Les auteurs étaient des enfants pendant la guerre. Alain Frappier est né en 1952, Désirée Frappier en 1959, «la guerre d’Algérie vécue du côté français fait partie de notre histoire. Les massacres du 17 octobre, les manifestants algériens jetés dans la Seine ou pendus dans le bois de Boulogne, les ratonnades en plein Paris sont des événements qui se sont déroulés durant notre enfance et dont les faits sont parvenus à nos oreilles sans être accompagnés d’explications. Dans l’ombre de Charonne est une histoire qui a réellement existé», nous disent-ils. Maryse, une jeune lycéenne de 17 ans, avait décidé de participer avec ses copains de lycée à cette manifestation contre le fascisme et pour la paix en Algérie. Prise de panique, elle se retrouve projetée dans les marches du métro Charonne, ensevelie sous un magma humain, tandis que des policiers enragés frappent et jettent des grilles de fonte sur cet amoncellement de corps réduits à l’impuissance.

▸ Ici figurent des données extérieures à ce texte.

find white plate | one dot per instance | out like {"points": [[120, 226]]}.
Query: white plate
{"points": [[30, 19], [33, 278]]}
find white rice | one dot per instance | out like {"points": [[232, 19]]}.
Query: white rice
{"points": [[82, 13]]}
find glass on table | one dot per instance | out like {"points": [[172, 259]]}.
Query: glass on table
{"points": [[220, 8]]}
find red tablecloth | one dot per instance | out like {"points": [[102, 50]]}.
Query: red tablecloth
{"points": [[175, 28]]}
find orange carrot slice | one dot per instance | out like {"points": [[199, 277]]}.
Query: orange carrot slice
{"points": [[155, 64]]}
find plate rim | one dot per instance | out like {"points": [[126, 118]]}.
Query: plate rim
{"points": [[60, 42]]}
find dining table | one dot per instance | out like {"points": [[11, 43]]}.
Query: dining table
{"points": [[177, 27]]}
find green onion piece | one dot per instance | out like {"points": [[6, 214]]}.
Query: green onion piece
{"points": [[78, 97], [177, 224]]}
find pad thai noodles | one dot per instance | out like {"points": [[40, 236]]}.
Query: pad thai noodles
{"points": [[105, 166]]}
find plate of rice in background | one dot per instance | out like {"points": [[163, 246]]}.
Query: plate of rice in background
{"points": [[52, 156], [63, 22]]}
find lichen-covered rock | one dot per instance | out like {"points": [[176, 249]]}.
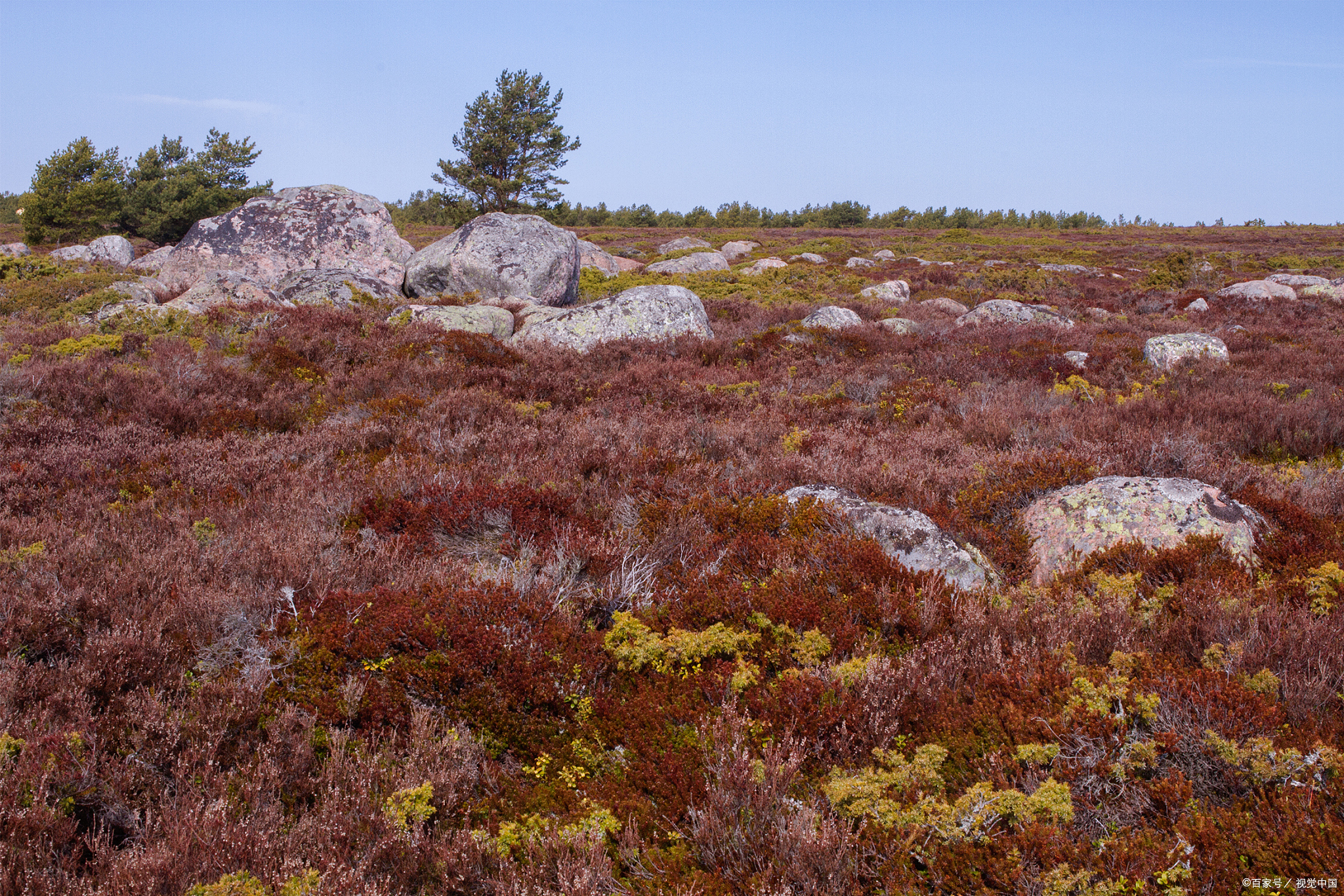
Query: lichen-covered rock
{"points": [[682, 242], [691, 264], [596, 257], [1164, 352], [1069, 524], [223, 288], [331, 285], [1005, 311], [763, 266], [471, 319], [945, 305], [832, 317], [644, 312], [1257, 291], [499, 255], [908, 537], [894, 291], [737, 249]]}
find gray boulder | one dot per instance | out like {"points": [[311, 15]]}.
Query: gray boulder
{"points": [[894, 291], [945, 305], [1069, 524], [691, 264], [499, 255], [655, 314], [1166, 352], [297, 229], [469, 319], [908, 537], [1005, 311], [217, 288], [832, 317], [682, 242], [737, 249], [763, 266], [1257, 291], [331, 285]]}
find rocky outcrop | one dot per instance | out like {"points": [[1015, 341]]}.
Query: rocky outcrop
{"points": [[733, 250], [644, 312], [469, 319], [499, 255], [297, 229], [894, 291], [691, 264], [214, 289], [1166, 352], [1257, 291], [1005, 311], [331, 285], [832, 317], [908, 537], [763, 266], [1069, 524]]}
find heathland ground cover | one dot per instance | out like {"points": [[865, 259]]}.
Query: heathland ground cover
{"points": [[306, 601]]}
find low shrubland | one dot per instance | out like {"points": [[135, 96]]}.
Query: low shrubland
{"points": [[310, 602]]}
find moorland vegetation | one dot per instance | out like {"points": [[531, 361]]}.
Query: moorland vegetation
{"points": [[304, 601]]}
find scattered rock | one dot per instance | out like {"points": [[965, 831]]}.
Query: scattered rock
{"points": [[945, 305], [223, 288], [297, 229], [331, 285], [471, 319], [908, 537], [737, 249], [1005, 311], [763, 266], [593, 256], [900, 325], [1257, 291], [656, 314], [894, 291], [1069, 524], [1164, 352], [832, 317], [152, 261], [690, 264], [682, 242], [500, 255]]}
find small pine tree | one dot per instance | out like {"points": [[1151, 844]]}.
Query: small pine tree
{"points": [[511, 146]]}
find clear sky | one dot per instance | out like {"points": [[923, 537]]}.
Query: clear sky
{"points": [[1179, 112]]}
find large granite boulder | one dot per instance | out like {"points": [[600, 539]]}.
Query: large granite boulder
{"points": [[217, 288], [1005, 311], [832, 317], [1069, 524], [297, 229], [499, 255], [1167, 351], [644, 312], [908, 537], [1257, 291], [691, 264], [469, 319], [894, 291], [331, 285]]}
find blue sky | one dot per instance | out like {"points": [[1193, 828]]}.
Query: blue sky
{"points": [[1179, 112]]}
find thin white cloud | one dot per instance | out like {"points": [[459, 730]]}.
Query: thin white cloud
{"points": [[230, 105]]}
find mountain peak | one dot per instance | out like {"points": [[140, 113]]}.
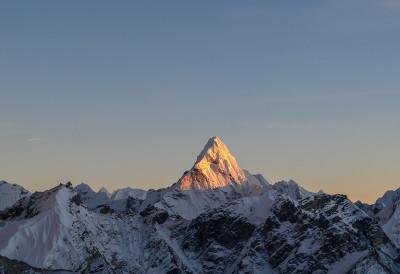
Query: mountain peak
{"points": [[215, 168]]}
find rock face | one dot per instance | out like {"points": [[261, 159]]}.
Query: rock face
{"points": [[10, 193], [215, 168], [215, 179], [217, 218]]}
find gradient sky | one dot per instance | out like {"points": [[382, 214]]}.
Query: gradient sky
{"points": [[126, 93]]}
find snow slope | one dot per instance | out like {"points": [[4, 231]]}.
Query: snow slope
{"points": [[10, 193]]}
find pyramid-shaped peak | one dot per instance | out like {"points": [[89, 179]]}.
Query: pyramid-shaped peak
{"points": [[215, 147], [215, 168]]}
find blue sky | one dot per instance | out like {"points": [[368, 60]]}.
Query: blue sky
{"points": [[127, 93]]}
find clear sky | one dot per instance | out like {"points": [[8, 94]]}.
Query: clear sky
{"points": [[126, 93]]}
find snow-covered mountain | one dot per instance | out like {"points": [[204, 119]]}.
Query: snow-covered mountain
{"points": [[217, 218], [215, 179], [10, 193], [387, 211]]}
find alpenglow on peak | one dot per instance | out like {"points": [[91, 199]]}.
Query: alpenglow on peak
{"points": [[215, 168]]}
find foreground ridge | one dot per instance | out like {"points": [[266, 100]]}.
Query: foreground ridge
{"points": [[217, 218]]}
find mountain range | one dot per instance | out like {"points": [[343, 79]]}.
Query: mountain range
{"points": [[217, 218]]}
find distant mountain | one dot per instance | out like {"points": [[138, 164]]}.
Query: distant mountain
{"points": [[215, 179], [10, 193], [217, 218]]}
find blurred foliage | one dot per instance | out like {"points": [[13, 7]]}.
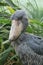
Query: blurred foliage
{"points": [[7, 7]]}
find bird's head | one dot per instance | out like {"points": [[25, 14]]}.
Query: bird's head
{"points": [[18, 25]]}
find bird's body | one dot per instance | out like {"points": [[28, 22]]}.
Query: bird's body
{"points": [[19, 24]]}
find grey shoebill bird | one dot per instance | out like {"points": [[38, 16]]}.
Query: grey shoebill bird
{"points": [[18, 26]]}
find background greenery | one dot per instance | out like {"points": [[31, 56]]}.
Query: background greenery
{"points": [[35, 19]]}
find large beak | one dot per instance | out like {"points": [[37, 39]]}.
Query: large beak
{"points": [[15, 30]]}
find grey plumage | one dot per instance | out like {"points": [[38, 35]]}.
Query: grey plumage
{"points": [[21, 15]]}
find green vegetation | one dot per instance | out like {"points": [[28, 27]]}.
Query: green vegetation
{"points": [[35, 16]]}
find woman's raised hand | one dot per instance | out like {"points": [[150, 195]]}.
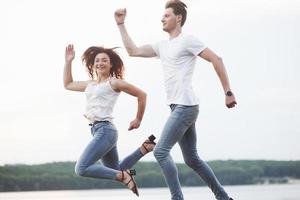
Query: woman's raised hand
{"points": [[70, 53], [120, 15]]}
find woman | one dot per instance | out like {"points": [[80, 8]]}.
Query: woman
{"points": [[106, 70]]}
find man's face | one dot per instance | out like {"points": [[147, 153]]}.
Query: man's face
{"points": [[169, 20]]}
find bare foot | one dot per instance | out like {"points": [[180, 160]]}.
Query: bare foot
{"points": [[127, 178]]}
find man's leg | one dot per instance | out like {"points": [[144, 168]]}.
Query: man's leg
{"points": [[180, 119], [188, 146]]}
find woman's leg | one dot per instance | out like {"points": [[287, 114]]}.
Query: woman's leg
{"points": [[104, 140]]}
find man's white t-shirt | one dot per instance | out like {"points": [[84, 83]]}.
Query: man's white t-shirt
{"points": [[178, 56]]}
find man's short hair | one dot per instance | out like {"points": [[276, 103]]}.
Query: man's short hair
{"points": [[179, 8]]}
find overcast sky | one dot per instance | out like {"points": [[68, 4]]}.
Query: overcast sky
{"points": [[258, 40]]}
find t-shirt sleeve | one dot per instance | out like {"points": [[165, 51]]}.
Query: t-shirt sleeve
{"points": [[194, 45], [155, 47]]}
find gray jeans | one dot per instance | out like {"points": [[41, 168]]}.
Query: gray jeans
{"points": [[180, 127], [103, 147]]}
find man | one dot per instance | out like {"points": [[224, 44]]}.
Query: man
{"points": [[178, 56]]}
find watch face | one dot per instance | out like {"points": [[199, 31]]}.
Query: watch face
{"points": [[229, 93]]}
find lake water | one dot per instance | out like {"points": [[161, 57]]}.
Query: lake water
{"points": [[247, 192]]}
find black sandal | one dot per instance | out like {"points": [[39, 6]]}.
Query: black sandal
{"points": [[131, 173], [151, 139]]}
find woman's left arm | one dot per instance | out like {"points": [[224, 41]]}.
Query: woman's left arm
{"points": [[121, 85]]}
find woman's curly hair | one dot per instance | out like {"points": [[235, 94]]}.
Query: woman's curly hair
{"points": [[88, 58]]}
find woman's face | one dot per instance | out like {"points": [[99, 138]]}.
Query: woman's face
{"points": [[102, 65]]}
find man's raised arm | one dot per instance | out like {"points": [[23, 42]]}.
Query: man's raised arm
{"points": [[132, 49]]}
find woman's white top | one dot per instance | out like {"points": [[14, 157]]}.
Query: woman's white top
{"points": [[101, 99]]}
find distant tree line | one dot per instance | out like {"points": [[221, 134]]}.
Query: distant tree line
{"points": [[61, 176]]}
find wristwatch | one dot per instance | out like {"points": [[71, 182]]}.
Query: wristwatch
{"points": [[228, 93]]}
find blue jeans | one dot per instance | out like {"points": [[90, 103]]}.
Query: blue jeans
{"points": [[180, 127], [103, 147]]}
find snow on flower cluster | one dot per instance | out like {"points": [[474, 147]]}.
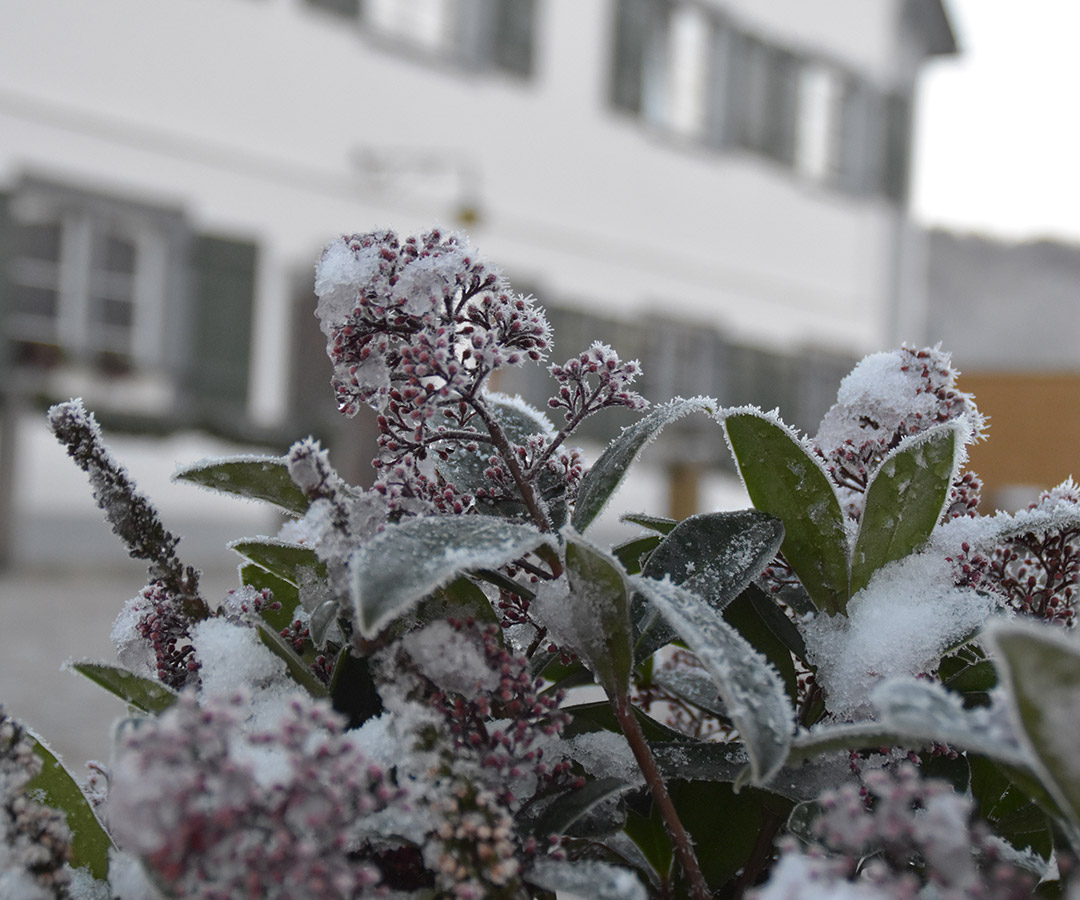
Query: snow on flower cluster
{"points": [[35, 840], [889, 397], [896, 836], [217, 810]]}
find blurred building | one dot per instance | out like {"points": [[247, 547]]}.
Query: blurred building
{"points": [[1010, 314], [717, 187]]}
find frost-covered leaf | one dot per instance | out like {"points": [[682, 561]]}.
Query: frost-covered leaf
{"points": [[607, 474], [660, 524], [700, 761], [904, 499], [295, 563], [400, 566], [144, 694], [785, 480], [569, 807], [915, 713], [1040, 670], [296, 667], [597, 881], [715, 555], [284, 592], [632, 552], [752, 690], [258, 478], [595, 619], [55, 787]]}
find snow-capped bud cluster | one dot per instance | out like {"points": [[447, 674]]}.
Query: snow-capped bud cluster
{"points": [[424, 317], [889, 397], [216, 810], [894, 836], [35, 840], [594, 380], [1036, 566]]}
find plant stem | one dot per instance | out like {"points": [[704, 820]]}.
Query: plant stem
{"points": [[680, 841], [507, 452]]}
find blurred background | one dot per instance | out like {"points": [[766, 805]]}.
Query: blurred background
{"points": [[747, 196]]}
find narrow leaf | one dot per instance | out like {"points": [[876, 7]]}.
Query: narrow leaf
{"points": [[400, 566], [607, 474], [284, 592], [574, 804], [144, 694], [784, 479], [1040, 670], [752, 692], [596, 619], [258, 478], [293, 562], [592, 878], [55, 787], [715, 555], [904, 500], [297, 668]]}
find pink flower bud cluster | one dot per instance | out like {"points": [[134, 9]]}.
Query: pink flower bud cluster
{"points": [[896, 835], [35, 840], [188, 797], [593, 380]]}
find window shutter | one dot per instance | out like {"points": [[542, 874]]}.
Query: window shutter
{"points": [[223, 290], [512, 36], [7, 245], [350, 9], [634, 21]]}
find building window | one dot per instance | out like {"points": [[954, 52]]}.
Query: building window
{"points": [[477, 34], [88, 281], [764, 98], [685, 69]]}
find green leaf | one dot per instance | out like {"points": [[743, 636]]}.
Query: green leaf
{"points": [[144, 694], [466, 469], [294, 563], [595, 622], [904, 500], [297, 667], [598, 716], [1040, 670], [592, 878], [54, 787], [258, 478], [700, 761], [459, 600], [632, 552], [407, 561], [715, 555], [607, 474], [660, 524], [284, 592], [785, 480], [742, 615], [753, 693], [568, 808]]}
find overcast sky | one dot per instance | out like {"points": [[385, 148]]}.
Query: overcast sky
{"points": [[998, 139]]}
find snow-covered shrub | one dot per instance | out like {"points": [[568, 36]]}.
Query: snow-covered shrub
{"points": [[860, 687]]}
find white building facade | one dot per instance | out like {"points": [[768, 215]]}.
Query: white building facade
{"points": [[720, 182]]}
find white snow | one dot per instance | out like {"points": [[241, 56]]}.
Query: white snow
{"points": [[900, 625]]}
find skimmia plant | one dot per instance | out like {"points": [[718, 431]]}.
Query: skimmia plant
{"points": [[860, 687]]}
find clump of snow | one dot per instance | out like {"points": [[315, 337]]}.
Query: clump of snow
{"points": [[451, 659], [901, 623], [339, 272], [134, 652], [232, 656]]}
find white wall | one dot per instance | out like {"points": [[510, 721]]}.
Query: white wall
{"points": [[250, 115]]}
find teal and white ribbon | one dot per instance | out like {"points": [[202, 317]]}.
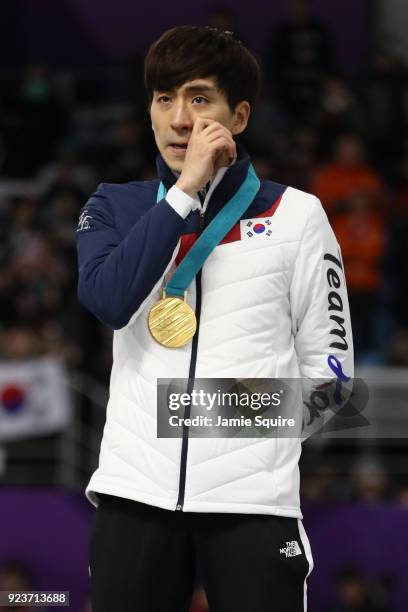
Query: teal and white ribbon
{"points": [[213, 234]]}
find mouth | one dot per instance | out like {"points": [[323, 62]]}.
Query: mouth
{"points": [[178, 148]]}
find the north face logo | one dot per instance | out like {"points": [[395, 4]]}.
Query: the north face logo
{"points": [[83, 222], [292, 549]]}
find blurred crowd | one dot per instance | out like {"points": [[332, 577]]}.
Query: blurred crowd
{"points": [[344, 140]]}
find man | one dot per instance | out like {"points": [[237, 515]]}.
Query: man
{"points": [[267, 299]]}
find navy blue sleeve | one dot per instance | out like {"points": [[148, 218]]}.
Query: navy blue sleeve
{"points": [[117, 273]]}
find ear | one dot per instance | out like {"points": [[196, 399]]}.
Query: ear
{"points": [[241, 116]]}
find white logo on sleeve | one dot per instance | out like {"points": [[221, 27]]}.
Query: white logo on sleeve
{"points": [[83, 222], [254, 228], [292, 549]]}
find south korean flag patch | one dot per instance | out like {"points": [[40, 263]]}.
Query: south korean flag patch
{"points": [[255, 228]]}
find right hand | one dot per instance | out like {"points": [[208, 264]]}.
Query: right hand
{"points": [[210, 146]]}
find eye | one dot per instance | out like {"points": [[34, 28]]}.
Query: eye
{"points": [[201, 98], [164, 99]]}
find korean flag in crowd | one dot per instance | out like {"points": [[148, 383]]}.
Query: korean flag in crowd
{"points": [[34, 398]]}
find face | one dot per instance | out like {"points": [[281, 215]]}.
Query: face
{"points": [[173, 114]]}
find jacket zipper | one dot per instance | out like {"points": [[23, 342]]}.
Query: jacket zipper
{"points": [[191, 378]]}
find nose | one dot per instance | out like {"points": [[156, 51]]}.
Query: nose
{"points": [[182, 117]]}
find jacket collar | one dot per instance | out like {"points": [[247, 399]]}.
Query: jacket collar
{"points": [[230, 183]]}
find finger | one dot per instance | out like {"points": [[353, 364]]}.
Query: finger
{"points": [[201, 123], [230, 145], [222, 144]]}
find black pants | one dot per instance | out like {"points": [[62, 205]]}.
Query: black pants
{"points": [[143, 559]]}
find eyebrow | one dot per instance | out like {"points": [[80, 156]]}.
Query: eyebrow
{"points": [[199, 87]]}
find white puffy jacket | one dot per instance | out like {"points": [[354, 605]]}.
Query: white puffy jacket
{"points": [[268, 306]]}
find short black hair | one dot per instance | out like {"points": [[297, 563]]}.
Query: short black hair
{"points": [[185, 53]]}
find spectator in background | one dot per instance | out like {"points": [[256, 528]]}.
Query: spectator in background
{"points": [[384, 92], [354, 594], [338, 112], [347, 174], [199, 602], [369, 480], [361, 234], [16, 576], [34, 123], [299, 57]]}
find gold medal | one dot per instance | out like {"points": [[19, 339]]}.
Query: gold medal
{"points": [[172, 322]]}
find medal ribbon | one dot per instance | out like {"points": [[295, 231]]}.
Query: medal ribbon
{"points": [[213, 234]]}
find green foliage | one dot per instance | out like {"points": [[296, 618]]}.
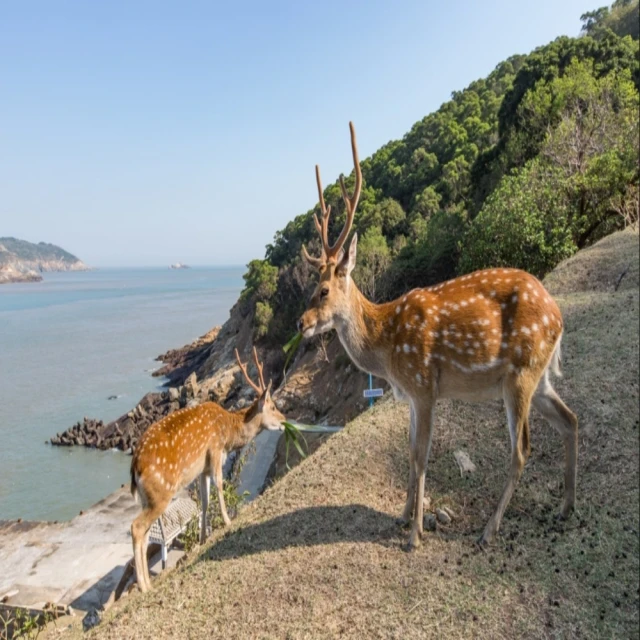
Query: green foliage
{"points": [[621, 18], [24, 250], [387, 216], [260, 280], [523, 224], [488, 178], [261, 319], [374, 258], [20, 623]]}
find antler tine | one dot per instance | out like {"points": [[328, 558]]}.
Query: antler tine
{"points": [[351, 202], [323, 229], [316, 262], [243, 368], [259, 367]]}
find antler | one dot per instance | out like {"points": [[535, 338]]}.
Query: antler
{"points": [[263, 386], [243, 367], [351, 202]]}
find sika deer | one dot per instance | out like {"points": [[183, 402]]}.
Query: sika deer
{"points": [[190, 443], [489, 334]]}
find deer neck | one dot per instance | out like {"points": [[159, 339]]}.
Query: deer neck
{"points": [[360, 329], [247, 423]]}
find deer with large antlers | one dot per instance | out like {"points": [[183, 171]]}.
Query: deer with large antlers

50 ans plus tard, Maryse Douek-Tripier, devenue sociologue, profondément marquée par ce drame dont elle est sortie miraculeusement indemne, livre son témoignage à Désirée Frappier. Avec son mari Alain, ils mettent en forme graphique cette histoire, parue aux éditions Mauconduit. Pour Désirée Frappier, «il était très important de nous sentir solidaires et de participer, à notre façon, au cinquantenaire de l’indépendance de l’Algérie. D’une part, parce que nous refusons de subir l’héritage d’un passé malmené, d’autre part parce que nous avons eu trop souvent l’occasion d’être profondément heurtés par les prises de position de notre gouvernement en matière d’immigration et de politique étrangère». Les auteurs avaient la volonté de faire un récit graphique, dans la lignée des œuvres qui mélangent mémoire individuelle et période historique initiée par Art Spiegelman (Maus) et perpétuée ces dernières années par de nombreux auteurs comme Marjane Satrapi (Persepolis) ou Joe Sacco (Gaza, 1956) ou récemment Turkos de Kamel Mouellef et Tarek-Batist Payen (éditions Tartamudo).

«Le récit graphique aborde des sujets sérieux de manière infiniment variée, n’hésitant pas à mélanger les genres, comme ici : le réalisme, la caricature, les vignettes, les bulles et les pages d’écriture, l’utilisation de documents photographiques…» Une manière, selon eux, de pouvoir, au travers d’un événement historique précis, le replacer dans un contexte historique, une façon de penser, une politique et d’un système… «Dès que nous nous sommes plongés dans la manifestation du 8 février 1962, nous nous sommes aperçus qu’il était impossible d’en parler sans prendre en compte tous ces éléments. Mais il nous fallait aussi les expliquer. Car il faut savoir qu’en France, cette guerre a été largement occultée et reste de fait étonnamment méconnue», nous affirment-ils encore. Dans l’ouvrage, «l’âge des protagonistes était une réelle opportunité. Les jeunes se forment au débat politique par le biais de la guerre d’Algérie en s’engueulant et en se questionnant sans cesse. Si leur lycée accueille majoritairement des élèves appartenant à une classe privilégiée, issus de familles progressistes, toutes les tendances s’y retrouvent confrontées. Saïd, le jeune Berbère protégé par la directrice, et révolté par l’immobilisme des Français face aux persécutions dont sont alors victimes les Algériens, a réellement existé, comme tous les autres personnages, et les débats relatés dans le livre étaient les leurs. Toutefois, sans mise dans le contexte, ces discussions seraient incompréhensibles à quantité de lecteurs et perdaient, de fait, une grande part de leur intérêt», nous précisent les auteurs.

Pour Désirée et Alain Frappier, la principale difficulté documentaire était l’illustration de la charge elle-même et les violences policières dont ont été victimes les manifestants. «Echaudée par les preuves apportées par les photos d’Elie Kagan lors des massacres du 17 octobre, la police a été vigilante pour que les violences du 8 février n’apparaissent sur aucun cliché. C’est ainsi que le photographe Gérald Bloncourt, dont nous parlons dans notre récit, s’étant fait détruire ses deux appareils et confisqué sa pellicule, n’a pu sauver que les clichés pris avant la charge, qu’il avait précautionneusement remis à un camarade.»
Il n’est pas anodin de signaler que l’ouvrage est publié par une toute nouvelle maison d’édition dont Charonne est la première publication. Il tombe à point nommé pour gommer une amnésie historique.